HILLSBOROUGH: Sireci: COAH made us do it

Planning Board chair says mixed-use project OK was necessary

By Gene Robbins, Managing Editor
   Hillsborough Township planners unanimously approved a plan Thursday night for 469 apartments, an extended-stay hotel and some retail stores for a 50-acre tract off Route 206 near Valley Road.
   To people who complained the project took down too many trees, didn’t tie into a “community feel” and added to highway traffic problems, Chairman Steve Sireci had one answer: Blame state affordable housing rules.
   He made it clear the Green Village project — long negotiated — was necessary as part of a larger agreement to help the township meet its regional affordable housing obligation. He said the project would help clear legal approvals that will avoid future challenges to the township’s zoning.
   The complex will have 352 market-rate and 117 low- and moderate-rate income apartments, a 130-room extended stay hotel with some conference space and 20,000 square feet of retail space.
   The plan will have its major access just north of Partridge Lane. Traffic leaving the site at the main boulevard will only be allowed right turns — a major concession by the developer to speed approval — unless approval for a traffic signal is granted by the state transportation department.

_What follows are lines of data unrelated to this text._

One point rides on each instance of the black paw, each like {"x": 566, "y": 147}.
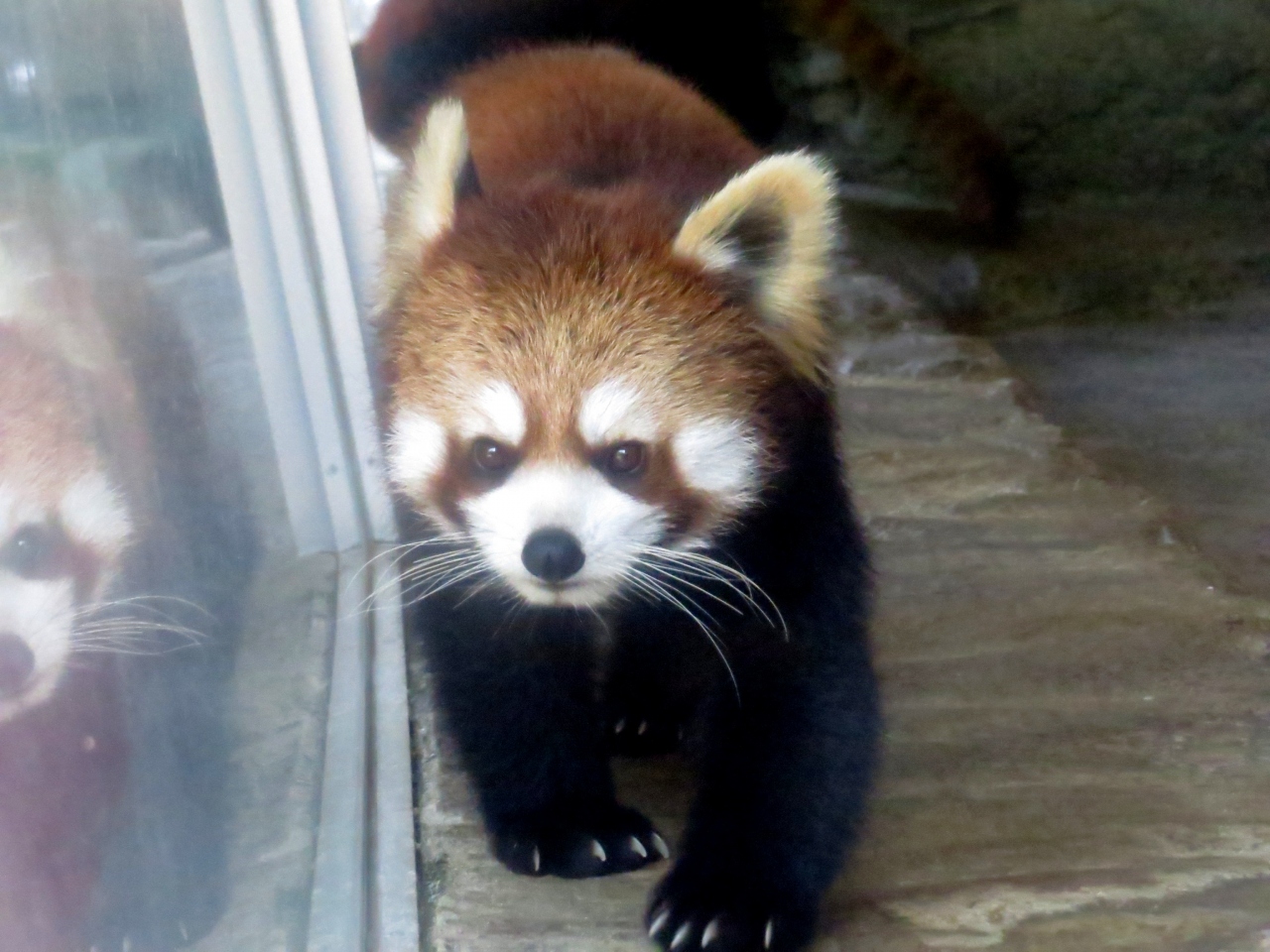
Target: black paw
{"x": 578, "y": 843}
{"x": 639, "y": 735}
{"x": 694, "y": 911}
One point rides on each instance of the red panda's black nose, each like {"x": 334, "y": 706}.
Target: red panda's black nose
{"x": 17, "y": 664}
{"x": 553, "y": 555}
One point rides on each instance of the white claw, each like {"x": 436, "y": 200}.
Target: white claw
{"x": 710, "y": 934}
{"x": 659, "y": 846}
{"x": 659, "y": 923}
{"x": 683, "y": 934}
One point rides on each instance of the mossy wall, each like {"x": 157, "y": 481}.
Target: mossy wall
{"x": 1112, "y": 98}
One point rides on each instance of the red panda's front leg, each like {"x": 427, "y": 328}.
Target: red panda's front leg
{"x": 520, "y": 697}
{"x": 790, "y": 752}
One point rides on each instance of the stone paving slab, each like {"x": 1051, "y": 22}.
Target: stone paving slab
{"x": 1079, "y": 717}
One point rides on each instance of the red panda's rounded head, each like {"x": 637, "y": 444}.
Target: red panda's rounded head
{"x": 63, "y": 525}
{"x": 579, "y": 379}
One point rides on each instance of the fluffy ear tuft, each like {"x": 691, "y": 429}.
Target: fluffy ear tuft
{"x": 440, "y": 175}
{"x": 775, "y": 227}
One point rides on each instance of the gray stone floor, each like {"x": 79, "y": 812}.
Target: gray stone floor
{"x": 1079, "y": 743}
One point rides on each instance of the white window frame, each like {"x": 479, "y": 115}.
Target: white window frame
{"x": 296, "y": 178}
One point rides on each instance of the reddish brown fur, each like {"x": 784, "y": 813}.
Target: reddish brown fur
{"x": 557, "y": 289}
{"x": 414, "y": 45}
{"x": 44, "y": 435}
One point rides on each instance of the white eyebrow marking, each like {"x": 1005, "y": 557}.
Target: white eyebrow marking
{"x": 416, "y": 449}
{"x": 94, "y": 512}
{"x": 612, "y": 411}
{"x": 497, "y": 412}
{"x": 719, "y": 457}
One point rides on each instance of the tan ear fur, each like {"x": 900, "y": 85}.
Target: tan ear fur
{"x": 426, "y": 197}
{"x": 789, "y": 202}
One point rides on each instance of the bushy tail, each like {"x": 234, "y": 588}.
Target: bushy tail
{"x": 987, "y": 190}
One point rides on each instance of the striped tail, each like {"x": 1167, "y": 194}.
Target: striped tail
{"x": 974, "y": 158}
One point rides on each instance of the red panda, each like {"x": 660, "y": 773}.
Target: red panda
{"x": 602, "y": 316}
{"x": 64, "y": 522}
{"x": 64, "y": 530}
{"x": 722, "y": 48}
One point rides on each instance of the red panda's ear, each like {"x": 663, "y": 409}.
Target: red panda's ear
{"x": 775, "y": 227}
{"x": 440, "y": 173}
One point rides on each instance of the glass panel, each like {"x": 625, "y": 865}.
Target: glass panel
{"x": 164, "y": 653}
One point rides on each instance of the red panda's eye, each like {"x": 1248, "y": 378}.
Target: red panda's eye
{"x": 492, "y": 457}
{"x": 35, "y": 552}
{"x": 626, "y": 458}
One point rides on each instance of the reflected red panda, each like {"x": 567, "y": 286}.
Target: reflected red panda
{"x": 64, "y": 522}
{"x": 64, "y": 530}
{"x": 603, "y": 339}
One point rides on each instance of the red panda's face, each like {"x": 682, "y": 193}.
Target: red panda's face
{"x": 575, "y": 395}
{"x": 567, "y": 488}
{"x": 63, "y": 527}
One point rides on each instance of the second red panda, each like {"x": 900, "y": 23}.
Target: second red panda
{"x": 603, "y": 327}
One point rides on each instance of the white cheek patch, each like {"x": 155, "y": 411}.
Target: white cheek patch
{"x": 720, "y": 458}
{"x": 93, "y": 513}
{"x": 16, "y": 512}
{"x": 611, "y": 527}
{"x": 41, "y": 613}
{"x": 615, "y": 411}
{"x": 497, "y": 412}
{"x": 416, "y": 449}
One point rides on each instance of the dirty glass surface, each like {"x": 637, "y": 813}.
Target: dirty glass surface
{"x": 164, "y": 652}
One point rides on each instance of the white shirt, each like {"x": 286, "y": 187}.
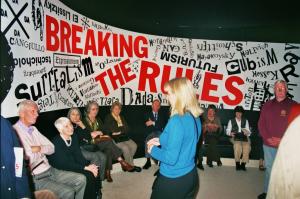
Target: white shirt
{"x": 35, "y": 138}
{"x": 229, "y": 127}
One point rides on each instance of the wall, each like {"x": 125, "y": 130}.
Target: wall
{"x": 60, "y": 58}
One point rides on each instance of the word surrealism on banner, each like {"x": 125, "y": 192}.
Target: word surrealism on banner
{"x": 60, "y": 58}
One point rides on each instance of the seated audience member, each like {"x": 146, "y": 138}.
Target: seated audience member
{"x": 154, "y": 123}
{"x": 95, "y": 127}
{"x": 68, "y": 157}
{"x": 88, "y": 150}
{"x": 14, "y": 183}
{"x": 64, "y": 184}
{"x": 285, "y": 174}
{"x": 212, "y": 130}
{"x": 238, "y": 128}
{"x": 118, "y": 129}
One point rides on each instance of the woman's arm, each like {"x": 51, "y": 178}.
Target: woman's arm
{"x": 169, "y": 153}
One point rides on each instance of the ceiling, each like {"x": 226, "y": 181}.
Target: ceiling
{"x": 224, "y": 20}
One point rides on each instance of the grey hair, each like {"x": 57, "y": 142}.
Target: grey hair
{"x": 281, "y": 82}
{"x": 60, "y": 123}
{"x": 89, "y": 106}
{"x": 25, "y": 104}
{"x": 74, "y": 109}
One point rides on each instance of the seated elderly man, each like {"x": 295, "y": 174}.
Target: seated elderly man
{"x": 64, "y": 184}
{"x": 68, "y": 157}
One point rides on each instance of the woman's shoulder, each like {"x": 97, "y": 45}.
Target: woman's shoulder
{"x": 108, "y": 117}
{"x": 57, "y": 140}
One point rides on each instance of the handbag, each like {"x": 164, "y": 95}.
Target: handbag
{"x": 240, "y": 137}
{"x": 101, "y": 138}
{"x": 89, "y": 147}
{"x": 121, "y": 138}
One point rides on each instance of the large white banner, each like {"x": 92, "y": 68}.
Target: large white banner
{"x": 63, "y": 59}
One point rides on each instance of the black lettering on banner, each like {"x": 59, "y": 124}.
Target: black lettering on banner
{"x": 16, "y": 18}
{"x": 38, "y": 17}
{"x": 88, "y": 66}
{"x": 261, "y": 95}
{"x": 85, "y": 23}
{"x": 289, "y": 70}
{"x": 128, "y": 97}
{"x": 57, "y": 10}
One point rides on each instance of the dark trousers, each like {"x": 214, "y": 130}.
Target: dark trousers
{"x": 111, "y": 150}
{"x": 184, "y": 187}
{"x": 98, "y": 158}
{"x": 154, "y": 134}
{"x": 212, "y": 153}
{"x": 92, "y": 185}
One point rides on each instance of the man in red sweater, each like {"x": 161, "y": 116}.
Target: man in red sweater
{"x": 272, "y": 124}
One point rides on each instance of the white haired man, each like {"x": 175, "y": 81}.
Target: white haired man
{"x": 64, "y": 184}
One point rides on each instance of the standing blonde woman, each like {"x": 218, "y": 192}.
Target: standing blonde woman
{"x": 178, "y": 177}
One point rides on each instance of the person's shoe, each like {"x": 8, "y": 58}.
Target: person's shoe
{"x": 210, "y": 164}
{"x": 108, "y": 176}
{"x": 125, "y": 166}
{"x": 200, "y": 166}
{"x": 147, "y": 164}
{"x": 136, "y": 169}
{"x": 156, "y": 172}
{"x": 262, "y": 196}
{"x": 243, "y": 166}
{"x": 261, "y": 167}
{"x": 237, "y": 166}
{"x": 99, "y": 195}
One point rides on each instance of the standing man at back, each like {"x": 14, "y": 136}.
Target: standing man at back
{"x": 272, "y": 124}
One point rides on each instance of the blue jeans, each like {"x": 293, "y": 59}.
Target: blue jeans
{"x": 270, "y": 154}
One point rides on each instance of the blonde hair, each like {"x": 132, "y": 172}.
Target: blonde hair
{"x": 185, "y": 97}
{"x": 116, "y": 103}
{"x": 25, "y": 104}
{"x": 60, "y": 123}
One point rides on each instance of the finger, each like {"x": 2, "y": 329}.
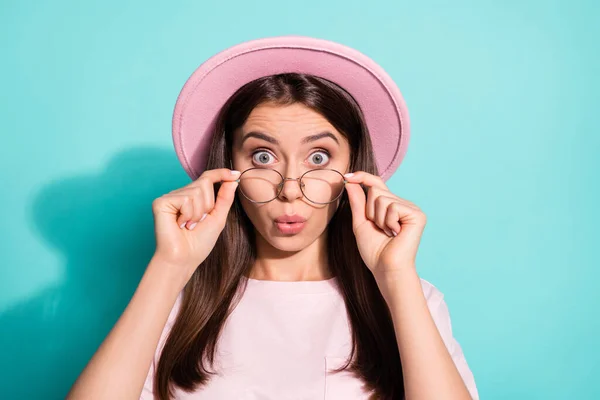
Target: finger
{"x": 357, "y": 200}
{"x": 392, "y": 218}
{"x": 186, "y": 208}
{"x": 224, "y": 200}
{"x": 367, "y": 179}
{"x": 382, "y": 204}
{"x": 372, "y": 195}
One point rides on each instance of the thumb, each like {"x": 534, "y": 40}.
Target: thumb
{"x": 224, "y": 200}
{"x": 358, "y": 201}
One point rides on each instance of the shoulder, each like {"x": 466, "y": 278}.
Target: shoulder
{"x": 431, "y": 292}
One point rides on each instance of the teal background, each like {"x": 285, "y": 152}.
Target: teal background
{"x": 503, "y": 98}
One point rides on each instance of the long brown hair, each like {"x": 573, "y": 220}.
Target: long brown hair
{"x": 216, "y": 285}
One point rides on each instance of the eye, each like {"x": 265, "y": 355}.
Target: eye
{"x": 262, "y": 157}
{"x": 320, "y": 157}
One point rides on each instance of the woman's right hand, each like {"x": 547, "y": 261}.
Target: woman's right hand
{"x": 188, "y": 221}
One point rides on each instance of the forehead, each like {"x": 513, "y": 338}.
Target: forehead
{"x": 289, "y": 121}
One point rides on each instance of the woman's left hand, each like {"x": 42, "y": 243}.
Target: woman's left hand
{"x": 378, "y": 212}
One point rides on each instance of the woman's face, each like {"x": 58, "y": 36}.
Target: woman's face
{"x": 281, "y": 138}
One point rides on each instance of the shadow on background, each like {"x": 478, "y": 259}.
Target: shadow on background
{"x": 103, "y": 225}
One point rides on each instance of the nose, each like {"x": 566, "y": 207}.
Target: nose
{"x": 290, "y": 189}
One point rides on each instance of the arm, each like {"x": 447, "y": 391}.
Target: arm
{"x": 428, "y": 368}
{"x": 120, "y": 365}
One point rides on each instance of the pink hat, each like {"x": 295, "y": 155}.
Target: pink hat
{"x": 213, "y": 82}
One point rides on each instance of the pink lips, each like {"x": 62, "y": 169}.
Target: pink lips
{"x": 290, "y": 224}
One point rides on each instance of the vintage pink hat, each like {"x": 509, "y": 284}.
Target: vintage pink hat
{"x": 213, "y": 82}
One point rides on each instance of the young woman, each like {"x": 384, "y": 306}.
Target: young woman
{"x": 286, "y": 268}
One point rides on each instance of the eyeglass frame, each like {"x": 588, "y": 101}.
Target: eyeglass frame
{"x": 300, "y": 183}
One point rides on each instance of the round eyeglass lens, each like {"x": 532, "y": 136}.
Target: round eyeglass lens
{"x": 323, "y": 185}
{"x": 260, "y": 184}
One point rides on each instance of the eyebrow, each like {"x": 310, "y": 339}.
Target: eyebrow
{"x": 307, "y": 139}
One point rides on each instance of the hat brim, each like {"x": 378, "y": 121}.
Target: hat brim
{"x": 213, "y": 82}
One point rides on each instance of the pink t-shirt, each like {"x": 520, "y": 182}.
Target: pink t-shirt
{"x": 282, "y": 339}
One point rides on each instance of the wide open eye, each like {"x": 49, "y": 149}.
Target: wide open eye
{"x": 319, "y": 158}
{"x": 262, "y": 157}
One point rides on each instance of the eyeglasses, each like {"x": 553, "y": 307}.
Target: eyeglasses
{"x": 319, "y": 186}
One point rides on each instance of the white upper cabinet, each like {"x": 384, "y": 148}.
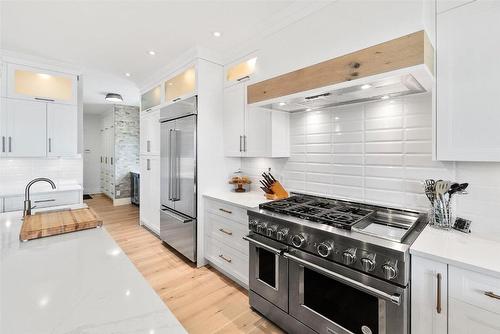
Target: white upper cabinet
{"x": 234, "y": 120}
{"x": 24, "y": 133}
{"x": 429, "y": 296}
{"x": 251, "y": 131}
{"x": 151, "y": 98}
{"x": 32, "y": 83}
{"x": 468, "y": 51}
{"x": 240, "y": 70}
{"x": 62, "y": 123}
{"x": 181, "y": 86}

A second access just south of the Valley Road intersection will allow only right turns in and out.
   A variety of environmental and “sustainability” concerns were raised from the audience. The developer, Anatol Hiller, agreed to extend sidewalks to Route 206 to accommodate walkers, bicyclists and mass transit users. He also agreed to use more brick veneer and other features to make the affordable apartment buildings look more like the market-rate ones.
   Questioners asked if it were possible to eliminate some courtyards or common areas, build “up” and put parking under the buildings in an order to eliminate some impervious surfaces and save more trees. They were told lower buildings along the border of the property had been a negotiated concession to neighbors and little unpaved land could be gained as long as the number of parking spaces remained the same.
   The engineer answered critics who feared more runoff would worsen river flooding by saying state rules force the developer to build to reduce the amount of runoff from the property in its present state. Three detention ponds to slow runoff will be constructed.
   In the end, though, the board made it clear the complex was necessary for the township to solve its long-standing legal challenges going back more than a decade.
   Dr. Sireci said the board’s “biggest responsibility” was to achieve “substantive certification” with the state affordable housing program and the courts “because if we don’t, what will come is lawsuits that will be far worse than this (project).”
   He said there were developers waiting for the township to fail to fulfill its obligations.
   ”What’s at stake here is more than a few trees in a secondary-growth woodland,” he said.
   Mr. Hiller was one of the developers who worked cooperatively to draft an affordable housing plan that worked to the township’s advantage, Dr. Sireci said. Such cooperation and “innovative and aggressive” work by the township worked to reduce the total number of affordable units the township must allow, he said.
   ”We just can’t face the prospect of not having certification,” he said. “It’s just not an option . . . the impact will be devastating if we don’t get certification.”
   Without the Green Village plan, the township would have to allow building 500 units of affordable housing, he said. If affordable units comprised 20 percent of any overall project, that could mean 2,500 units of housing in the township, he said.
   The board waived tree-cutting regulations for the site, and about 1,500 trees — almost 75 percent on the site — will be cut down, and 846 planted as replacements. Eighty percent of them are in the 6- to 12-inch diameter size range, the developer’s engineer has said. In addition, the developer will pay $46,150 to a fund to plant trees in other public places in the township.
   Mr. Hiller said afterward it will take a year or more to gain approvals from other regional and state agencies.